Atak na premier Danii. Mette Frederiksen doznała urazu kręgosłupa
Mette Frederiksen doznała urazu kręgosłupa na odcinku szyjnym w wyniku piątkowego ataku - poinformowała kancelaria premier Danii. Polityk trafiła do szpitala na badania kontrolne. Jak dodano, wszystkie sobotnie wydarzenia z udziałem premier zostały odwołane.
Kancelaria premier Danii Mette Frederiksen przekazała w sobotę, że szefowa rządu doznała lekkiego urazu kręgosłupa na odcinku szyjnym po ataku, do którego doszło w piątek wieczór w centrum Kopenhagi.

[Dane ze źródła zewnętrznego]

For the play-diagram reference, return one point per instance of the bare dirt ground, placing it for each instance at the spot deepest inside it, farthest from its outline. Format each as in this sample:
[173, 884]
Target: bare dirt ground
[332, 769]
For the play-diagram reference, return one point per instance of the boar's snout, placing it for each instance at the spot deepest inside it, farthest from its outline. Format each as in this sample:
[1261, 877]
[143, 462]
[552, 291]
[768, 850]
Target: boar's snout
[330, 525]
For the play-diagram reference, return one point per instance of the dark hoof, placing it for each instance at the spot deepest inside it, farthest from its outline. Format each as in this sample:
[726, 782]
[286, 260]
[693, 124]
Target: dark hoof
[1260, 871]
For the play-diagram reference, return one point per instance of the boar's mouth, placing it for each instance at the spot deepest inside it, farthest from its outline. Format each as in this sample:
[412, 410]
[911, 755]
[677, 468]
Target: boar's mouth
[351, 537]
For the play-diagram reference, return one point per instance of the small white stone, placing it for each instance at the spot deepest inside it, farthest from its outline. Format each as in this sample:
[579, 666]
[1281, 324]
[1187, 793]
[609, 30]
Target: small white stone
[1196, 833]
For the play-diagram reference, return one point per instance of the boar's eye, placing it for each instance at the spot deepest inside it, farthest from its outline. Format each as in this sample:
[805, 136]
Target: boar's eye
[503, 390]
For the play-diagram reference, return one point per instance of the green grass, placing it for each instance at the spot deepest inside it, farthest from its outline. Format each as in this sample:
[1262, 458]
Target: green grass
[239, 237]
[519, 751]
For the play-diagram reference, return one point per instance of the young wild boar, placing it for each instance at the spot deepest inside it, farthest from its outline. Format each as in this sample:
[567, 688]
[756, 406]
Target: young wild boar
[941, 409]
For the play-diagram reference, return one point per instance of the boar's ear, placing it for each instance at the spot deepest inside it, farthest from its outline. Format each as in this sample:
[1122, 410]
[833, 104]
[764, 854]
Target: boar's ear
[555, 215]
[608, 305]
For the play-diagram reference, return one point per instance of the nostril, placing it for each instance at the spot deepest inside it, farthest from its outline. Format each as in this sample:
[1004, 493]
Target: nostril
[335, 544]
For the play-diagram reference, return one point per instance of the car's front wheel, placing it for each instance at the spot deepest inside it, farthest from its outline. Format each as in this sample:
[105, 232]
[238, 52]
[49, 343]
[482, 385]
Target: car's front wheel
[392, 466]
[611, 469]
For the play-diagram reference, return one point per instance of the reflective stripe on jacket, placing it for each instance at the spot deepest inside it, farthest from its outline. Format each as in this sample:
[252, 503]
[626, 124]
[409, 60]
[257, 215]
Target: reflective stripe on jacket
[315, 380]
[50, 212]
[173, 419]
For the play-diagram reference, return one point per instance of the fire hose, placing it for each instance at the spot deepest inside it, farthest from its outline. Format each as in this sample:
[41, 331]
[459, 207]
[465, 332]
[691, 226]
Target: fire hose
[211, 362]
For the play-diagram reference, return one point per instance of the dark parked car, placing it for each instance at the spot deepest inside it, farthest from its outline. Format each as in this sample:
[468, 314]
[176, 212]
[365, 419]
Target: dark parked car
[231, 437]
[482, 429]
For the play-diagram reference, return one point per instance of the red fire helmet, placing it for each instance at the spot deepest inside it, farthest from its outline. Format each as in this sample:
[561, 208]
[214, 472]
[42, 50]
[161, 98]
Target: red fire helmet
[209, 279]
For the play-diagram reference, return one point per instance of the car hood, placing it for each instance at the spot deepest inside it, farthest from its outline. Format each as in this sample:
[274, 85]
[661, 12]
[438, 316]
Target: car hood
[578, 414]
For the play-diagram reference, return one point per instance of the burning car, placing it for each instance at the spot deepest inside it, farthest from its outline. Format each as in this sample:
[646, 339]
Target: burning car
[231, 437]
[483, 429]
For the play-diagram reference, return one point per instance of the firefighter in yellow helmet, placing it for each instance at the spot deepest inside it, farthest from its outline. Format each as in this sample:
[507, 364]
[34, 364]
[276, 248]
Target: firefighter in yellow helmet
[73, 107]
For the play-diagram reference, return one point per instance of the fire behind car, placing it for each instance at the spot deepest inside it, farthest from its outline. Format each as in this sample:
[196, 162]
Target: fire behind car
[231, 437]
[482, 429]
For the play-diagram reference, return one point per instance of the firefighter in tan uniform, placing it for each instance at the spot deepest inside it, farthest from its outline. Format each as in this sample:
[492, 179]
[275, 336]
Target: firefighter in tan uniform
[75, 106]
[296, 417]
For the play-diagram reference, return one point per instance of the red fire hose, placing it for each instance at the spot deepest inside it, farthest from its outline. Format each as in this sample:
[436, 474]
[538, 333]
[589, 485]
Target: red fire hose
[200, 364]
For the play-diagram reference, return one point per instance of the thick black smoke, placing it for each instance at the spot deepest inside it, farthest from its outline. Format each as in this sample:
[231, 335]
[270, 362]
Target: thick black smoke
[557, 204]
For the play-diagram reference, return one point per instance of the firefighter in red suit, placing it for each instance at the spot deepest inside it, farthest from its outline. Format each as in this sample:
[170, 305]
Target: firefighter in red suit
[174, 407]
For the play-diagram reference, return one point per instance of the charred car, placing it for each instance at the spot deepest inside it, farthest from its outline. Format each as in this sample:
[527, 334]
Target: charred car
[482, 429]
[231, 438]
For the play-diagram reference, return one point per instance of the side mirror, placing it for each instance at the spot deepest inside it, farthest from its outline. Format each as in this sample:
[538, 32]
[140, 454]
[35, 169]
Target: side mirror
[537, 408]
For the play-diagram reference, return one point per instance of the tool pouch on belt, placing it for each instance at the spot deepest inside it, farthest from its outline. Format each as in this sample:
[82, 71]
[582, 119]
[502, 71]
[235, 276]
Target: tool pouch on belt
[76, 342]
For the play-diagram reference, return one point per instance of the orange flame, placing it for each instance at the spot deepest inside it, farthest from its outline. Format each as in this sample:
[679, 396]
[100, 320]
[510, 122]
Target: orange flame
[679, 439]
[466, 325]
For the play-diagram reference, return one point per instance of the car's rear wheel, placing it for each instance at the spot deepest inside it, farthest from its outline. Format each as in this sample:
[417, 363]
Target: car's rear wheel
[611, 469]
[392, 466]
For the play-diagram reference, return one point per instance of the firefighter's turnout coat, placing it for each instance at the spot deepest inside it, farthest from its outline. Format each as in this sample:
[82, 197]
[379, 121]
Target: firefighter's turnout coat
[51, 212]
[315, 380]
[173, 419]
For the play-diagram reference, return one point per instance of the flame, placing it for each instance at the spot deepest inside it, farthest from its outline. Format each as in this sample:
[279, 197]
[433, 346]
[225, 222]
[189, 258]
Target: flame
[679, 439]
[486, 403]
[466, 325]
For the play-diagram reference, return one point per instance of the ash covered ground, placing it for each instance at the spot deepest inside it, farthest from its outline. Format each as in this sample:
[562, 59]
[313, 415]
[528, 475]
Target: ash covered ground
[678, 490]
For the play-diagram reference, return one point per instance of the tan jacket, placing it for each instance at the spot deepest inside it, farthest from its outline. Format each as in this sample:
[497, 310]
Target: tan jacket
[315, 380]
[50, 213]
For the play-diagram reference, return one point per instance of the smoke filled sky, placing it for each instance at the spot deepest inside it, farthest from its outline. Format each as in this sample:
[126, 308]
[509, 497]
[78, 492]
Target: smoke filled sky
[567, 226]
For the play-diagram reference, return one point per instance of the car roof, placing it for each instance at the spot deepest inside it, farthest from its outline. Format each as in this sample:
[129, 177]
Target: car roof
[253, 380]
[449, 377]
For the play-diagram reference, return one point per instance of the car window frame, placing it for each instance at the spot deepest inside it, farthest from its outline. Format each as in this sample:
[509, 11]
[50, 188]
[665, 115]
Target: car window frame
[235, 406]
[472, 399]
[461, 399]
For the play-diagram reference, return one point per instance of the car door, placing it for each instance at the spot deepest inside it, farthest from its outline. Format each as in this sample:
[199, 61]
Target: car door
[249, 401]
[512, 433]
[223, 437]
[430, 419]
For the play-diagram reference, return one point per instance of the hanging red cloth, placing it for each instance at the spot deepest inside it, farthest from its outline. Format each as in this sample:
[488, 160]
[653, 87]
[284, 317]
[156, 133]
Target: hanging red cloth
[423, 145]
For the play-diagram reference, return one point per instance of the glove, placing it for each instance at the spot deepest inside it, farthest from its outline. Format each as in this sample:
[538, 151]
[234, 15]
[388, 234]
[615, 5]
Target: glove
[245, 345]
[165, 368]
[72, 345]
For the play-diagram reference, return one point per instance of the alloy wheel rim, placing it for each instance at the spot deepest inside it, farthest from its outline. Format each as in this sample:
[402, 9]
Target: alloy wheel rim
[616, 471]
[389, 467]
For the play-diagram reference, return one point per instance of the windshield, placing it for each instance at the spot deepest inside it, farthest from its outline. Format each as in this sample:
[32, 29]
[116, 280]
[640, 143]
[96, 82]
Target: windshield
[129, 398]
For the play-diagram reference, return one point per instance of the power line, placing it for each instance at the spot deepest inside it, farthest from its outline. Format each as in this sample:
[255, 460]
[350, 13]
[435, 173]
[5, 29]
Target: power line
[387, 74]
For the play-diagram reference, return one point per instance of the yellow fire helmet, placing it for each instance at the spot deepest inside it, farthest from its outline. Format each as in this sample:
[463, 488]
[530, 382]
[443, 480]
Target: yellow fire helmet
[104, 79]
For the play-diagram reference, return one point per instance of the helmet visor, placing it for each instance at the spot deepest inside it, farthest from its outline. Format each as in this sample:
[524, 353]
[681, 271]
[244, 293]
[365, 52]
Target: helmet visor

"Poza tym premier jest cała i zdrowa, ale jest zszokowana incydentem" - dodano.
Frederiksen w piątek wieczorem została zabrana do szpitala na badania kontrolne. Udział premier we wszystkich oficjalnych wydarzeniach został odwołany.
39-letni sprawca napaści został zatrzymany. W sobotę stanie przed sędzią w celu wstępnego przesłuchania - przekazała duńska policja.
Policja i kancelaria premier nie wypowiedziały się na temat motywów mężczyzny ani tego, czy miał przy sobie broń.
Atak na duńską premier
Nie ma pewności, w jaki dokładnie sposób zaatakowano Mette Frederiksen. Duńskie media podają, że miała zostać uderzona lub pobita.
ZOBACZ: Rosyjskie okręty na Morzu Karaibskim. To reakcja na poparcie Zachodu dla Ukrainy
Media poinformowały, że Frederiksen został zaatakowana po zakończeniu spotkania, na którym była. Wielu ministrów duńskiego rządu wyraziło swoją dezaprobatę dla agresji.
"Każdy atak na polityka to atak na całą naszą demokrację" - oświadczył minister kultury Jakob Engel-Schmidt. "To nie jest Dania" - podkreślił minister obrony Troels Lund Poulsen.
Atak potępili także europejscy przywódcy.